Nascida a 26 de junho de 1932, em Cascais, Manuela Silva licenciou-se e foi professora catedrática convidada no Instituto Superior de Economia e Gestão (da então Universidade Técnica de Lisboa), entre 1970 e 1991. Na mesma escola receberia, em Julho de 2013, o doutoramento honoris causa. No Instituto de Ciências Sociais foi também investigadora honorária.
Foi secretária de Estado para o Planeamento no I Governo Constitucional (1976-77) após a implantação da democracia, em 1974, trabalhou em vários grupos de trabalho no âmbito da Comissão Europeia e do Conselho da Europa e presidiu à assembleia geral do Cesis (Centro de Estudos para a Intervenção Social). Foi membro do Graal, movimento internacional de mulheres católicas, na década de sessenta, e presidente do Movimento Internacional dos Intelectuais Católicos/Pax Romana (1983-87), da Juventude Universitária Católica Feminina (1954-1957) e da Comissão Nacional Justiça e Paz, da Igreja Católica (2006-08).
Manuela Silva criou ainda a Fundação Betânia, em 1990, que se propõe, entre outras coisas, “suscitar a procura de novos alicerces culturais e espirituais” ou “criar espaços de beleza, de silêncio, de interioridade e de comunhão, que incentivem o encontro mais fundo de cada pessoa consigo própria, com os outros, com natureza e com o Absoluto”.
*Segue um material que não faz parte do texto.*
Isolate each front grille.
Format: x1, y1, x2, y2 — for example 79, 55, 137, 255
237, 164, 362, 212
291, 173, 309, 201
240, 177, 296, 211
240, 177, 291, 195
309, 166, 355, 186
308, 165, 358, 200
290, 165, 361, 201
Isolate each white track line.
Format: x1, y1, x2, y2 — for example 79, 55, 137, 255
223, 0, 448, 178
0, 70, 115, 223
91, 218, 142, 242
Entre as obras por ela publicadas, que reflectem muitas das suas preocupações, estão Dizer Deus – Os textos da fé na leitura das mulheres, Teologia e Género – Perspectivas, ruídos, novas construções, Ouvi do Vento, No Jardim do Peixe e Resiliência Criatividade Beleza.
Em outubro de 1999, faz agora vinte anos, dizia, numa entrevista ao PÚBLICO: “Acredito ou quero acreditar que a Igreja do futuro terá um jeito mais feminino e menos petrino do que o que conhecemos.” E, citando um verso de Sophia – “Dançam de alegria porque o mundo encontrado é muito mais belo do que o imaginado.” – dizia que essa era uma visão da esperança. “Eu gostaria de ter sempre esse olhar esperançoso sobre a realidade, qualquer que ela seja. É um modo de olhar que permite ver, no meio de ruínas, as flores que nelas desabrocham.